First of all, let’s start off with two modes you already know: Ionian and Aeolian. These are simply a fancier way of saying the Major and its Relative Minor Scale. So if you didn’t know you have already been writing in modes, you do now!
The most common modes outside those two would include Dorian and Mixolydian, which are used in a variety of genres, including rock, pop, and jazz. Dorian is a minor mode with a major sixth, which gives it a mysterious and slightly exotic quality. It could also be thought of a major scale that is started on the second note of the scale instead of the first. It’s often used in blues and rock music and can be heard in songs like “Scar Tissue” by Red Hot Chili Peppers and “Smooth” by Santana. Mixolydian is a major mode with a lowered seventh, which creates a bluesy and soulful sound. It’s commonly used in blues, rock, and funk and can be heard in songs like “Sweet Child o’ Mine” by Guns N’ Roses and “Superstition” by Stevie Wonder.
While the Dorian and Mixolydian modes are the most common, there are other modes to explore as well. The Phrygian mode is a minor mode with a lowered second, which is often used in desert soundtracks. The Lydian mode is a major mode with a raised fourth, which creates a dreamy and ethereal sound. The Locrian mode is a minor mode with a lowered second and fifth, which creates a tense and unstable sound.
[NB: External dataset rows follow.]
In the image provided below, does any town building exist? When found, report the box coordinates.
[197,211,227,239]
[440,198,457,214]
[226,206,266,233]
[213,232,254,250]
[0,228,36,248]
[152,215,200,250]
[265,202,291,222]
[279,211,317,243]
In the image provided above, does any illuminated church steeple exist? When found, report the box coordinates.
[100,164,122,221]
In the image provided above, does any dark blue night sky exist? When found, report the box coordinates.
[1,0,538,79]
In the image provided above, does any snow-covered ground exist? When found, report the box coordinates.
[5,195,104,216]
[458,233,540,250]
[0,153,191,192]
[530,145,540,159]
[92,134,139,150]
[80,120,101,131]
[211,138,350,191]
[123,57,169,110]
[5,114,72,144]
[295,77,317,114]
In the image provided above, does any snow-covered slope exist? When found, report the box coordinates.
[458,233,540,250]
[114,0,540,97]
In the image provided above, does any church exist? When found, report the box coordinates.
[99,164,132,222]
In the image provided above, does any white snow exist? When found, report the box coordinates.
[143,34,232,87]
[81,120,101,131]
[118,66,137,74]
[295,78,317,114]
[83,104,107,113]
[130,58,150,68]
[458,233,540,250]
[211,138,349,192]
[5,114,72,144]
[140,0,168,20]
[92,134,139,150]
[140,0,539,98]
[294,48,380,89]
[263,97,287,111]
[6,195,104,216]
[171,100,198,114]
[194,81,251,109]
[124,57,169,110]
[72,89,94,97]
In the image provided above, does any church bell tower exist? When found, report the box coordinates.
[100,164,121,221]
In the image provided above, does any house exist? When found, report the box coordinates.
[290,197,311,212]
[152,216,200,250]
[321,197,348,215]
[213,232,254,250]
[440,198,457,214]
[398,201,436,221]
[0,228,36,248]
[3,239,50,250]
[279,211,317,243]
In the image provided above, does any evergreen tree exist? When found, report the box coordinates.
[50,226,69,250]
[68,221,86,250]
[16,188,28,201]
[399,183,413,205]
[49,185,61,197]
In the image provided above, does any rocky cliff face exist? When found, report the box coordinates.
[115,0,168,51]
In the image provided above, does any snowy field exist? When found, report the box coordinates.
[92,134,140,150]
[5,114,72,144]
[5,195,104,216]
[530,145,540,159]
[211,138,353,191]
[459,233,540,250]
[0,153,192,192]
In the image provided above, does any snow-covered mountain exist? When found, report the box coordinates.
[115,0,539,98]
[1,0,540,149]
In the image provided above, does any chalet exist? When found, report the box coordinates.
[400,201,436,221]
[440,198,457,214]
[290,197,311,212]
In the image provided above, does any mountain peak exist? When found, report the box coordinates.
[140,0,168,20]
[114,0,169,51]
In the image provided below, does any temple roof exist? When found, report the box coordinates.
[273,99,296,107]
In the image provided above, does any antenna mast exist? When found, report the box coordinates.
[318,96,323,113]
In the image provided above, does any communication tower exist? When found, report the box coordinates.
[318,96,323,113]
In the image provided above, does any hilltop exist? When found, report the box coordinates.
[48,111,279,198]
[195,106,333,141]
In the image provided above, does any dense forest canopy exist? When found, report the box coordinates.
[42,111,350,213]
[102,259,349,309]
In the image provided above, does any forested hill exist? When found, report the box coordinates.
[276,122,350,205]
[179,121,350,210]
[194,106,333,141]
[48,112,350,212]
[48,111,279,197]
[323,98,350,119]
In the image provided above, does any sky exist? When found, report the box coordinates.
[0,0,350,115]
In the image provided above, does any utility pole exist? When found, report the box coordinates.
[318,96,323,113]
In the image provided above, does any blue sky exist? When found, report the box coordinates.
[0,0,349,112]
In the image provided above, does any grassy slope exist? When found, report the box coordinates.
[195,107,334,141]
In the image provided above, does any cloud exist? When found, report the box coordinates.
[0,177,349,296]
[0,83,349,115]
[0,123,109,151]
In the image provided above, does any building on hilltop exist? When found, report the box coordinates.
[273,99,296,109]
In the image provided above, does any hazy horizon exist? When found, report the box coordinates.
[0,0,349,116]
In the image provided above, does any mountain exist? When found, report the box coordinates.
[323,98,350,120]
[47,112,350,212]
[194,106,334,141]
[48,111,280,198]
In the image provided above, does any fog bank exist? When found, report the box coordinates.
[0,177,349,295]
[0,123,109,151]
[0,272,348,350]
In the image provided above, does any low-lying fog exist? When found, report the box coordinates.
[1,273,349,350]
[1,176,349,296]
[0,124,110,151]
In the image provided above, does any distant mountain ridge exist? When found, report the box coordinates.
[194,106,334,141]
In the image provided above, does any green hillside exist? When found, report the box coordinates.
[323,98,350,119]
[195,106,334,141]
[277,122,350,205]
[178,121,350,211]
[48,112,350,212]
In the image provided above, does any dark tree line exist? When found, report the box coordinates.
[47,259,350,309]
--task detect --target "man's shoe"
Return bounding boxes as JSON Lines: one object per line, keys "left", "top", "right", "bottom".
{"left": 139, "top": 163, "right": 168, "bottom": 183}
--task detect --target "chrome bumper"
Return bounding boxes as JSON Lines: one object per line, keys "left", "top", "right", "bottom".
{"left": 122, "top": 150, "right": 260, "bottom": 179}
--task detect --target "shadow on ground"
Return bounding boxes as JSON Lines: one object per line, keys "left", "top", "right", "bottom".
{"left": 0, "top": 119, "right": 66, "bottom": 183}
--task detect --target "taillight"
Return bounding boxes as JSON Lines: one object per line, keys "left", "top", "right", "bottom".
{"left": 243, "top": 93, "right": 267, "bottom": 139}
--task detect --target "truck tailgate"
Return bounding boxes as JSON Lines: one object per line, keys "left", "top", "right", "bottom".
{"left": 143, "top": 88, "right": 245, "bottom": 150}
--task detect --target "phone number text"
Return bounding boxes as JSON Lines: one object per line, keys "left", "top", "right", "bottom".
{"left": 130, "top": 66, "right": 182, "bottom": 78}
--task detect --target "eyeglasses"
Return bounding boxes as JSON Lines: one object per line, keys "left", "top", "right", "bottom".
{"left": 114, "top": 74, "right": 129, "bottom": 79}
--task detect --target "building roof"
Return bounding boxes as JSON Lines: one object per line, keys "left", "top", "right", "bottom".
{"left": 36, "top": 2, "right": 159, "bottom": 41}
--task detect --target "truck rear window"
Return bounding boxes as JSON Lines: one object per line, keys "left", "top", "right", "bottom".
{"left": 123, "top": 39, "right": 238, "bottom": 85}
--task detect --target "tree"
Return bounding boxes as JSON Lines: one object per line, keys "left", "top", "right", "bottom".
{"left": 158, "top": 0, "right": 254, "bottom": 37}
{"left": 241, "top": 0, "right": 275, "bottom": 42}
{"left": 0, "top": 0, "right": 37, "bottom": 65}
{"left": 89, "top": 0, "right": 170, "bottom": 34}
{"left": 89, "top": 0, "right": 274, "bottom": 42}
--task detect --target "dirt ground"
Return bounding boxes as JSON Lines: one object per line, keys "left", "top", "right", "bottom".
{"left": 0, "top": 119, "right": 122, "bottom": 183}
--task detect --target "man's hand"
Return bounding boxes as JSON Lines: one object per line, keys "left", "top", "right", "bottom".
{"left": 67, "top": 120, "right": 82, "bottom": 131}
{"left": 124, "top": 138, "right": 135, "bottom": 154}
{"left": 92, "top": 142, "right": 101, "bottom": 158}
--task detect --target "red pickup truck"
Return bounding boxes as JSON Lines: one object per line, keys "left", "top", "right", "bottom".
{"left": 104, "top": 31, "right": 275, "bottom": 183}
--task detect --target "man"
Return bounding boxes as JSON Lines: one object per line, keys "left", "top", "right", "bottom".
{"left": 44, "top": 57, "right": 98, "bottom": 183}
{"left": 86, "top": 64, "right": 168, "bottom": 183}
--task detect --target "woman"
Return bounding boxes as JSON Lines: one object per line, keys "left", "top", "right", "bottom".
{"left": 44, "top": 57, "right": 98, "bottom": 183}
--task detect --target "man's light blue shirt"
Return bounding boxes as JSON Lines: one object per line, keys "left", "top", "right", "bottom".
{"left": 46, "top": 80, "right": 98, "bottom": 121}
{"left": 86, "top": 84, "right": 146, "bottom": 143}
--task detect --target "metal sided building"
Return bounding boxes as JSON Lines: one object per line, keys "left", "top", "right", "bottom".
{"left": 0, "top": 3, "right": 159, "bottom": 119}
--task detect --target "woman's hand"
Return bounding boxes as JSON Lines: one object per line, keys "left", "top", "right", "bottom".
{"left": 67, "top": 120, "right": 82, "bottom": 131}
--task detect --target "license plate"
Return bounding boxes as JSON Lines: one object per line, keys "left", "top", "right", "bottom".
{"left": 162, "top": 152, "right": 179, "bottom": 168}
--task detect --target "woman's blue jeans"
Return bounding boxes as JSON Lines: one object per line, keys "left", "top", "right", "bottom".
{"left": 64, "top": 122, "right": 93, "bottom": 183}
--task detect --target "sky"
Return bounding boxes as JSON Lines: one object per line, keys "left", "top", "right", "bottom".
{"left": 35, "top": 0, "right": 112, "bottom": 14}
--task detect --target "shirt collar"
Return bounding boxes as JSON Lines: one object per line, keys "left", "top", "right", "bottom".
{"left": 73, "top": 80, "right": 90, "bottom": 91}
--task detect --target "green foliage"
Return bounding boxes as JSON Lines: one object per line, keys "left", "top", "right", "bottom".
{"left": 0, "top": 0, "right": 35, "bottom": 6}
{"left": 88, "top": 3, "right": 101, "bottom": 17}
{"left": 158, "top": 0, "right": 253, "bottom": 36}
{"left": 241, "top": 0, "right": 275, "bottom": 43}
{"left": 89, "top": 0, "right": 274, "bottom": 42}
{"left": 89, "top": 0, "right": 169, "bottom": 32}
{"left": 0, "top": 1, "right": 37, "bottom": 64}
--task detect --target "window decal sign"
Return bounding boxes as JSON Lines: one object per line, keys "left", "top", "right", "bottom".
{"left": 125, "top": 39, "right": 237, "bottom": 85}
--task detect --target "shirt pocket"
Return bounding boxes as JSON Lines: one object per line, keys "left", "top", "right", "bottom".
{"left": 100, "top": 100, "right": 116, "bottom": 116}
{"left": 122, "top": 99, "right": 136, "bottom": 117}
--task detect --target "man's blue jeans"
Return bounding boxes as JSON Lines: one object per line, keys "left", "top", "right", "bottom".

Here is a list of songs that are written in modes other than you major and minor keys:
- “Sweet Child o’ Mine” by Guns N’ Roses – Mixolydian
- “Scarborough Fair” by Simon & Garfunkel – Dorian
- “Maneater” by Hall & Oates – Phrygian
- “Blackbird” by The Beatles – Lydian
- “Army of Me” by Björk – Locrian
Overall, modes can add depth and complexity to your music, allowing you to explore new sounds and flavors. Don’t be afraid to experiment and play around with different modes to find the ones that work best for your music. With a little practice and experimentation, you can start incorporating modes into your songs and take your music to the next level.